Issue with Prompt Injection in Vanna AI Exposes Databases to Remote Code Execution Attacks
A vulnerability that has been uncovered in the Vanna.AI library by cybersecurity researchers could potentially lead to remote code execution due to a flaw that allows prompt injection techniques to be exploited.
Referred to as CVE-2024-5565 with a CVSS score of 8.1, this security issue is linked to prompt injection within the “ask” function, enabling the execution of unauthorized commands within the library, as highlighted by supply chain security firm JFrog.
Vanna represents a Python-based tool for machine learning that permits users to interact with their SQL database through conversation-based querying, a process known as prompting that transforms queries into SQL language via a large language model (LLM).
The proliferation of generative artificial intelligence (AI) models has accentuated the threat landscape, allowing threat actors to exploit these tools through adversarial inputs that circumvent inherent safety measures.
Among the notable attacks is prompt injection, a type of AI jailbreak used to subvert safeguards put in place by LLM providers to prevent the production of inappropriate or illegal content or perform actions against the intended application purpose.
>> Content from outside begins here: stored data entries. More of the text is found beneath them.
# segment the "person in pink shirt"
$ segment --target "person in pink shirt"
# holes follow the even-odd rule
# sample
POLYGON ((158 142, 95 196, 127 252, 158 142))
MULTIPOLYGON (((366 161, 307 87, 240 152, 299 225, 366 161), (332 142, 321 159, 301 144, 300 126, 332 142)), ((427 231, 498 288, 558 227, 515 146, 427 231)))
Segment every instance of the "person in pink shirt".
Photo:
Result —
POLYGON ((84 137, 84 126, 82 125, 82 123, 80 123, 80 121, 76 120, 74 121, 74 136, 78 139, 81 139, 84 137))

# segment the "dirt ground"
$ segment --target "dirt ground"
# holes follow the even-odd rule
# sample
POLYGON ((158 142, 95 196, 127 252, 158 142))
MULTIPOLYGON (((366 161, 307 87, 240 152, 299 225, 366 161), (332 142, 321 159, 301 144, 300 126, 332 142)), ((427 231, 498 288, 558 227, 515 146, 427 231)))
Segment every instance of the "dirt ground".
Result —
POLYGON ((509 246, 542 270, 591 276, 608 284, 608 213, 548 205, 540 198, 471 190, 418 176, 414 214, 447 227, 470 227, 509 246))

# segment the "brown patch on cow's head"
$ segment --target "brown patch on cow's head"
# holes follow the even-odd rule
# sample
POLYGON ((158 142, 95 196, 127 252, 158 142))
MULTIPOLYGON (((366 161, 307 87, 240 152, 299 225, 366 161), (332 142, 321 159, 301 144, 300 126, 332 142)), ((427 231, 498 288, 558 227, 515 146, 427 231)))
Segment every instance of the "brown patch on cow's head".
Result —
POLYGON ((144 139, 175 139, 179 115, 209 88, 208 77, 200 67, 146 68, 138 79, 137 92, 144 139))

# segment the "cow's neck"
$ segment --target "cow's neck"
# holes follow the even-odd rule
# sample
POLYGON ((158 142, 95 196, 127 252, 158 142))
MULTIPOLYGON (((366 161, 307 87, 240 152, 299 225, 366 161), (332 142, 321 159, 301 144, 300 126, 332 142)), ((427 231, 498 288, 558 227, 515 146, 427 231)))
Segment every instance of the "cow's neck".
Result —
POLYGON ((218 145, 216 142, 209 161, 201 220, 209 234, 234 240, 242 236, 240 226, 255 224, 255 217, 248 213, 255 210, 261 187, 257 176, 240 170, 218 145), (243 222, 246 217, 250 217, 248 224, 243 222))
Such attacks can take different forms, including indirect methods that manipulate data processed by third-party systems to execute harmful payloads fostering AI jailbreaks.
Additionally, scenarios like multi-turn jailbreaks or Crescendo can be employed, gradually steering dialogues towards prohibited goals in a sequential manner to achieve malicious intent.
This methodology can be extended to introduce a novel jailbreak known as Skeleton Key.
“The Skeleton Key approach involves utilizing a multi-turn strategy to coerce a model into bypassing its in-built guardrails,” remarked Mark Russinovich, chief technology officer of Microsoft Azure, stating. “Once these guardrails are circumvented, the model becomes blind to distinguishing between legitimate and malicious requests.”
Skeleton Key differentiates itself from Crescendo in that following a successful jailbreak and alteration of system rules, the model can produce responses that defy ethical boundaries and safety concerns.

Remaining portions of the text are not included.